Encaustic tiles have been around since medieval times, but they’re currently enjoying a bit of a moment. I’m a huge fan, and can’t help but think that their popularity owes to their timeless beauty. You can get them in colorful, intricate curlicues or modern geometric patterns, but they always have a certain “been here forever” rustic charm.
Encaustic tiles are produced by using multiple colors of clay in the body of the tile, so that the patterns you see are integral to the tiles. Because they are not merely glazed onto the surface the color will never wear off. Old-school encaustic tile, which can be seen in many European homes, can have incredibly intricate patterns, but lately there’s been a wave of tiles created with more modern designs. You’ll occasionally hear it referred to as ‘cement tile or concrete tile’ as well. The look is similar, but the material and method of fabrication is different with different appropriate uses.

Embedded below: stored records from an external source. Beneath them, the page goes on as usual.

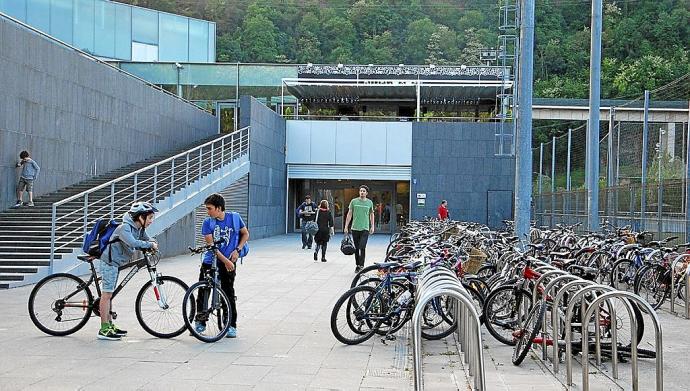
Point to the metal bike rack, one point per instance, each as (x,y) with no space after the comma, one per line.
(568,327)
(626,297)
(551,285)
(674,293)
(437,282)
(554,314)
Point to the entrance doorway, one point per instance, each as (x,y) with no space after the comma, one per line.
(390,199)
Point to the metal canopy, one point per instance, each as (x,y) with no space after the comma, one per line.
(430,91)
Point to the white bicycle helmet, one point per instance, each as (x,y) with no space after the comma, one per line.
(139,208)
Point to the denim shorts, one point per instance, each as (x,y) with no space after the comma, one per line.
(27,184)
(109,274)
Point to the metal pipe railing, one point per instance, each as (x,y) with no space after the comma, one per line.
(153,182)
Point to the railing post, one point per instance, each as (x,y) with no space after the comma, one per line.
(112,200)
(52,237)
(172,177)
(155,183)
(222,152)
(136,187)
(186,171)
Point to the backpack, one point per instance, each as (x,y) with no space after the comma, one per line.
(98,238)
(347,247)
(235,223)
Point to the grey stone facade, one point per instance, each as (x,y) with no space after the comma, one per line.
(456,162)
(79,117)
(267,172)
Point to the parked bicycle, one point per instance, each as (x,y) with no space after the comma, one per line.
(62,303)
(205,305)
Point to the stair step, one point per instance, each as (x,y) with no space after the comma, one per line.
(11,277)
(18,269)
(24,262)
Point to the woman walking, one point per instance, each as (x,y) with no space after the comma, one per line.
(324,219)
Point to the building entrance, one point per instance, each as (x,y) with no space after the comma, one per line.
(391,200)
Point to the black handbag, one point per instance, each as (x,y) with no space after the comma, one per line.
(347,246)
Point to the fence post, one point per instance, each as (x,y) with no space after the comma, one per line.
(112,200)
(687,179)
(541,165)
(553,179)
(660,188)
(645,147)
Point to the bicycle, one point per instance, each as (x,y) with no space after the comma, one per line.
(207,322)
(62,303)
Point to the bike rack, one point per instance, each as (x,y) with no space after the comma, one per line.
(554,314)
(674,293)
(626,297)
(437,282)
(568,328)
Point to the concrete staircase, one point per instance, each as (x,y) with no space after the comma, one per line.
(25,233)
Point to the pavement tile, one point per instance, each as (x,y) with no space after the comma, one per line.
(284,342)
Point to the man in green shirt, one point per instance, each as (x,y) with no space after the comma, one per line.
(361,213)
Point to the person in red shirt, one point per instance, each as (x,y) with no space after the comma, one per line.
(443,210)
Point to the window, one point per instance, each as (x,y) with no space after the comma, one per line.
(144,52)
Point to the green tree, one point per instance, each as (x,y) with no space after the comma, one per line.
(379,49)
(418,34)
(258,39)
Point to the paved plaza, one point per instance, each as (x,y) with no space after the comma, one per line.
(284,341)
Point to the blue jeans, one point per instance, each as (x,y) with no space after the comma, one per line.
(307,238)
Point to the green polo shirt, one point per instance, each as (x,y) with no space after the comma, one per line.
(360,213)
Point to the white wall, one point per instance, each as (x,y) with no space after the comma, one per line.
(349,142)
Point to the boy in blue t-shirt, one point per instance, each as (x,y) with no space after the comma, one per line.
(229,227)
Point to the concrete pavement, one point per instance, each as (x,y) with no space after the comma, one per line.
(284,340)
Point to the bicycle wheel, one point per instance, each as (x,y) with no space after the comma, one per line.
(162,322)
(504,310)
(622,275)
(361,306)
(527,333)
(200,310)
(60,304)
(650,285)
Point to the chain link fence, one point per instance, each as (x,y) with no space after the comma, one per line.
(642,169)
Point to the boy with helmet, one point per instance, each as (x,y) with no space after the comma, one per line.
(127,237)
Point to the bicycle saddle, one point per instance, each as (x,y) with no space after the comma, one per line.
(86,258)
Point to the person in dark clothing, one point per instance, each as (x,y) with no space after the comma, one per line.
(306,212)
(324,219)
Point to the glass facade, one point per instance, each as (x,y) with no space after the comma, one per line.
(118,31)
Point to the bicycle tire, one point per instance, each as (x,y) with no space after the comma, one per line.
(80,319)
(644,280)
(347,299)
(515,304)
(166,282)
(533,324)
(222,316)
(619,272)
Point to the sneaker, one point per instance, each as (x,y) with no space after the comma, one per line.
(109,335)
(118,331)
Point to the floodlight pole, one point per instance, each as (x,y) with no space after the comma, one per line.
(523,155)
(593,124)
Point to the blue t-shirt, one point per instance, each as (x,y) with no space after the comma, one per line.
(222,229)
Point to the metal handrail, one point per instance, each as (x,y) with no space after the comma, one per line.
(174,172)
(674,294)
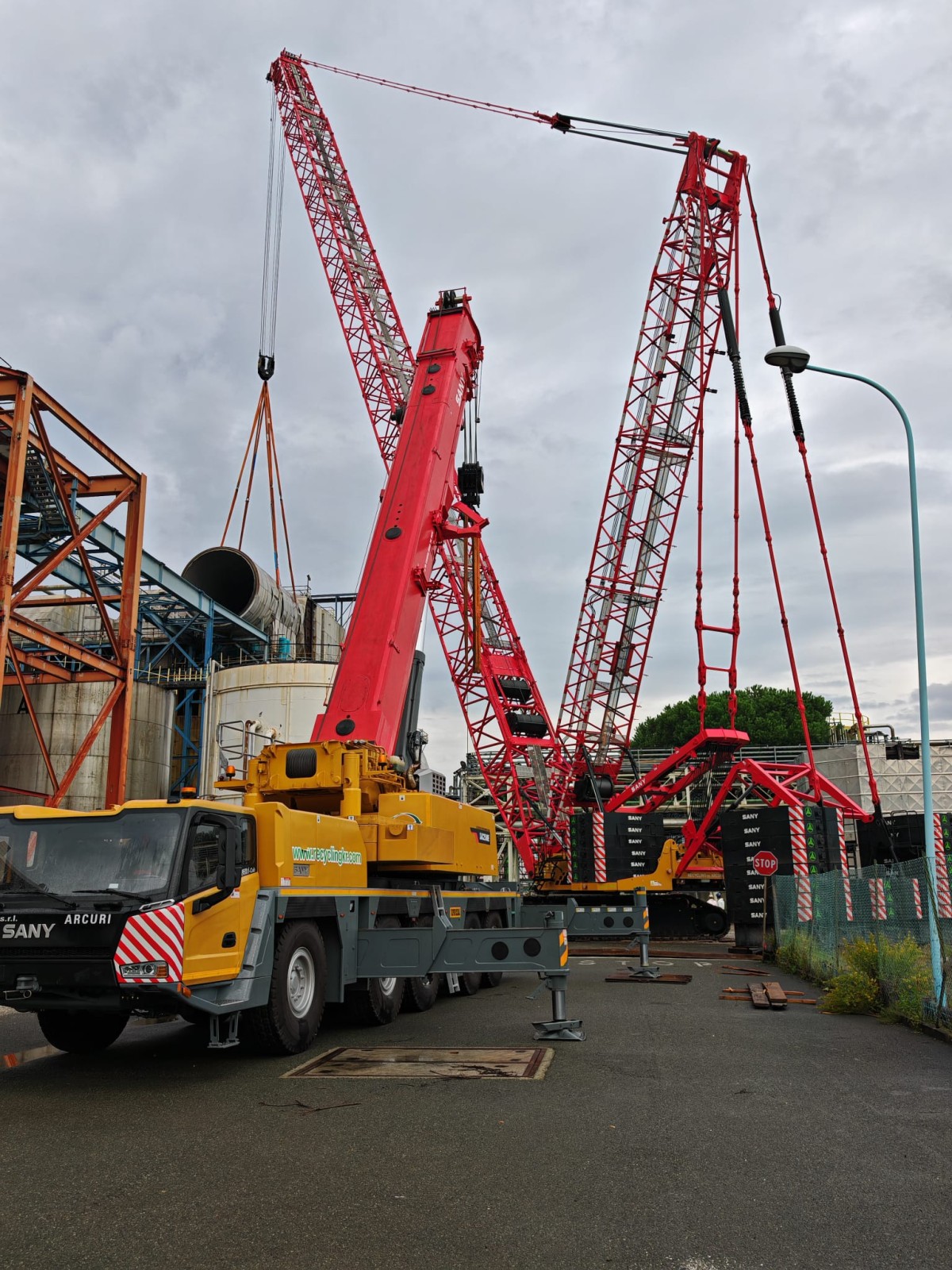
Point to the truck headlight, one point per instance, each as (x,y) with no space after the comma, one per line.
(145,971)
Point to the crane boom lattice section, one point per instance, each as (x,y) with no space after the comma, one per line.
(505,715)
(374,336)
(653,452)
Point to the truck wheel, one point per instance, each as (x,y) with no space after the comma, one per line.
(380,1003)
(494,922)
(471,983)
(422,992)
(712,920)
(295,1009)
(80,1032)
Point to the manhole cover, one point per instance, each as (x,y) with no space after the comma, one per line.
(438,1064)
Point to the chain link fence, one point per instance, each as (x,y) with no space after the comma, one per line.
(866,937)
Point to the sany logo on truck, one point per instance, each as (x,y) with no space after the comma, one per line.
(35,931)
(325,856)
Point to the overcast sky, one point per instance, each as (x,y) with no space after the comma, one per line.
(133,144)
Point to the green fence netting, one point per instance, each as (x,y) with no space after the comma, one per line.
(873,925)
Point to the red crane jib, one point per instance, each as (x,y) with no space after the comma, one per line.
(370,689)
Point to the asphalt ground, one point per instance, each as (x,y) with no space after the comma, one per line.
(685,1132)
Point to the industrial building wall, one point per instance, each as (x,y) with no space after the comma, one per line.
(899,780)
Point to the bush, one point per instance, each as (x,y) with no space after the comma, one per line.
(797,956)
(889,978)
(852,992)
(905,979)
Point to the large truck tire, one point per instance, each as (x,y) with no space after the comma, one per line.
(82,1032)
(291,1019)
(471,983)
(494,922)
(714,920)
(380,1003)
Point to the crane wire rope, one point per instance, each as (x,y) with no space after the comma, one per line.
(263,421)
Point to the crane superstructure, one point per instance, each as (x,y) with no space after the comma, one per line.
(336,878)
(516,742)
(691,308)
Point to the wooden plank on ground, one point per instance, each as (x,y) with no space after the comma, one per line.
(776,996)
(758,997)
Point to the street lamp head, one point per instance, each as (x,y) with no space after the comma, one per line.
(789,357)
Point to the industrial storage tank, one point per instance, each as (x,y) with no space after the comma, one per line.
(65,713)
(248,706)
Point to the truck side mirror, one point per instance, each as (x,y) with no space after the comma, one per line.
(228,876)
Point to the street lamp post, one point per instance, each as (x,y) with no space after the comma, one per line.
(793,360)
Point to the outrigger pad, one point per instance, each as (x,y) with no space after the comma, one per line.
(626,977)
(559,1029)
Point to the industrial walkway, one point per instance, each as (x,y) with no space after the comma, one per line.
(687,1132)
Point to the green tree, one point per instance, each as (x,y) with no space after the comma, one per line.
(770,717)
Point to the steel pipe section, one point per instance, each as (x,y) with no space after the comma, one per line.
(234,581)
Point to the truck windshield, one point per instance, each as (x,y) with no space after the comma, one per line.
(131,852)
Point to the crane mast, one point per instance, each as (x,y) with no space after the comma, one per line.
(653,452)
(517,746)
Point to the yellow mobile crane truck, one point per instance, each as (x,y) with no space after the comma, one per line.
(336,878)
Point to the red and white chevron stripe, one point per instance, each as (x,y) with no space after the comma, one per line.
(801,869)
(918,899)
(844,865)
(942,892)
(158,935)
(877,899)
(598,837)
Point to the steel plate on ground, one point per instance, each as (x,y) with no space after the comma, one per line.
(440,1064)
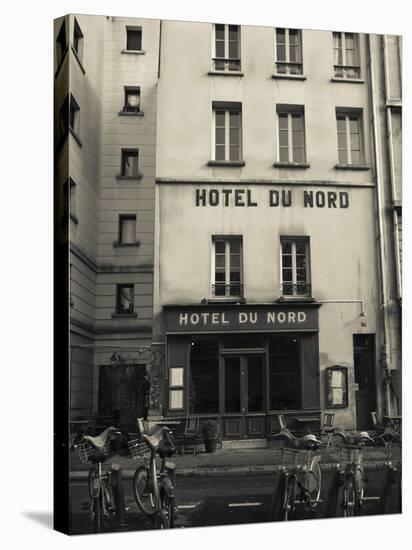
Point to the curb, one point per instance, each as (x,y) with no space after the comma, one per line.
(227,471)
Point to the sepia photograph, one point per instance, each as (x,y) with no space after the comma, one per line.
(228,273)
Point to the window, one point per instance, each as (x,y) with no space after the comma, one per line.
(227,267)
(134,38)
(289,51)
(349,138)
(295,266)
(346,55)
(204,377)
(227,48)
(127,229)
(284,372)
(291,127)
(131,99)
(61,44)
(130,159)
(74,116)
(78,40)
(125,299)
(228,132)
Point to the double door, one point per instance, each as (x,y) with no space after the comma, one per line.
(244,396)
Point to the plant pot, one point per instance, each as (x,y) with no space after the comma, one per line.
(210,445)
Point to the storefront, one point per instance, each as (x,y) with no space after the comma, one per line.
(244,364)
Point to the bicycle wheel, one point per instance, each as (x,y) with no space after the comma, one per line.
(314,480)
(143,491)
(288,502)
(167,511)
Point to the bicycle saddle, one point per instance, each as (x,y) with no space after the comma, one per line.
(99,441)
(308,441)
(355,438)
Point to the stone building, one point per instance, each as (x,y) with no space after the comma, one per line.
(235,220)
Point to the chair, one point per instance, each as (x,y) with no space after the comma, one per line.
(191,433)
(328,427)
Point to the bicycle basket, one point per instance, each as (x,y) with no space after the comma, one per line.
(86,451)
(138,449)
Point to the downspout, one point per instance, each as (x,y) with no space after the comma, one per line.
(380,237)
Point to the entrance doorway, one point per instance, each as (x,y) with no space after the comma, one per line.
(364,361)
(243,396)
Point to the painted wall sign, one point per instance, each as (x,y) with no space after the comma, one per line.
(275,198)
(241,318)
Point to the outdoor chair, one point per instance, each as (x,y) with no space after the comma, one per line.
(191,434)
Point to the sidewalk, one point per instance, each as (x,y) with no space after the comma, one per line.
(226,462)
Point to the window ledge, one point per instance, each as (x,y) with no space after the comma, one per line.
(231,300)
(127,113)
(124,315)
(76,137)
(289,76)
(226,163)
(133,52)
(351,80)
(117,244)
(352,167)
(225,73)
(291,165)
(129,178)
(78,61)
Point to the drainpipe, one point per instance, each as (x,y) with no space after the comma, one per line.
(380,237)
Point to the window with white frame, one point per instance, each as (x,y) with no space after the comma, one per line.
(227,132)
(227,267)
(291,134)
(289,51)
(349,131)
(227,48)
(127,229)
(295,272)
(78,40)
(346,61)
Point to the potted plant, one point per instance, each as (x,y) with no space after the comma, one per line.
(210,435)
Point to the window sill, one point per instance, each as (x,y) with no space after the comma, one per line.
(124,315)
(61,62)
(76,137)
(126,245)
(352,167)
(293,165)
(288,76)
(78,60)
(223,300)
(351,80)
(129,178)
(225,73)
(127,113)
(133,52)
(226,163)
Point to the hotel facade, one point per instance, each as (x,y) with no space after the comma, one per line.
(239,225)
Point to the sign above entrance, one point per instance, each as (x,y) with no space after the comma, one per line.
(240,318)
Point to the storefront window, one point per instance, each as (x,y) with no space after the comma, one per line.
(204,377)
(284,372)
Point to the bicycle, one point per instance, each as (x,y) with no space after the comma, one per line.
(298,478)
(153,489)
(97,450)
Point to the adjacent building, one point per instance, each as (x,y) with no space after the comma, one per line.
(235,221)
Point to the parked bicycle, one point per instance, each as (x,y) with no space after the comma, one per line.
(351,471)
(154,488)
(300,479)
(97,450)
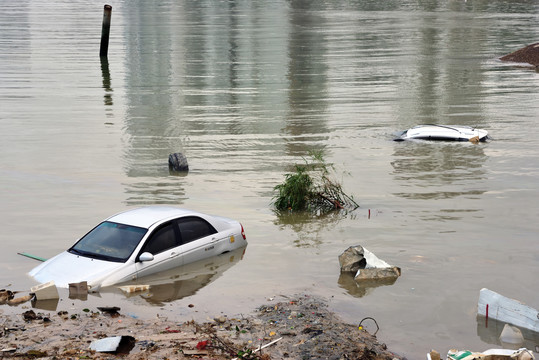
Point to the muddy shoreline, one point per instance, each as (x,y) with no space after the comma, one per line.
(295,327)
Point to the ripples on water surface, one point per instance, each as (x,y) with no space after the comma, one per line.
(245,90)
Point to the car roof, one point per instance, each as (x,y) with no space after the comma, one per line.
(145,217)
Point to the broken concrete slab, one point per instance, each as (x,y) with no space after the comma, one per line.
(366,266)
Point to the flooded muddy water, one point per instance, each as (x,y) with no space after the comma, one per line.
(245,90)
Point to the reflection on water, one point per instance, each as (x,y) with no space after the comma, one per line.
(244,90)
(106,81)
(448,169)
(310,228)
(490,331)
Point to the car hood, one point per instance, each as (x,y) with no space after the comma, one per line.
(66,268)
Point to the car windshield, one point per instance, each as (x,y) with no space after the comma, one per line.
(109,241)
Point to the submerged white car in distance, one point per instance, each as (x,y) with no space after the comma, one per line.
(141,242)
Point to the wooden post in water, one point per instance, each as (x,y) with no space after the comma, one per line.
(105,31)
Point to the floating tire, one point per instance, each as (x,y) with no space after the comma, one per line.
(177,162)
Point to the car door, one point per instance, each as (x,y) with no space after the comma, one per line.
(163,244)
(199,239)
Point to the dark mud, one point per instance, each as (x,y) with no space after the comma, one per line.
(295,327)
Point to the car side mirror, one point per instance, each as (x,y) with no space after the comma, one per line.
(145,256)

It’s important to understand what an encaustic tile is and what a cement tile is. The names get confused by everyone, even by tile manufactures and tile vendors. Both tiles are un-glazed; but, there are very important differences. Encaustic tile is generally frost-proof and can be used in any outdoor applications. Cement tile can’t be used in locations subjected to hard freezes and is more commonly found in Mediterranean or tropical climates.
These tiles used as a living room floor mean no need for a rug here. And an added benefit in hot climates is that all that tile feels wonderfully cool underfoot on a hot day.
Encaustic or cement tile is a great way to show off your personality and style in any residential or commercial application and is great on both walls and floors.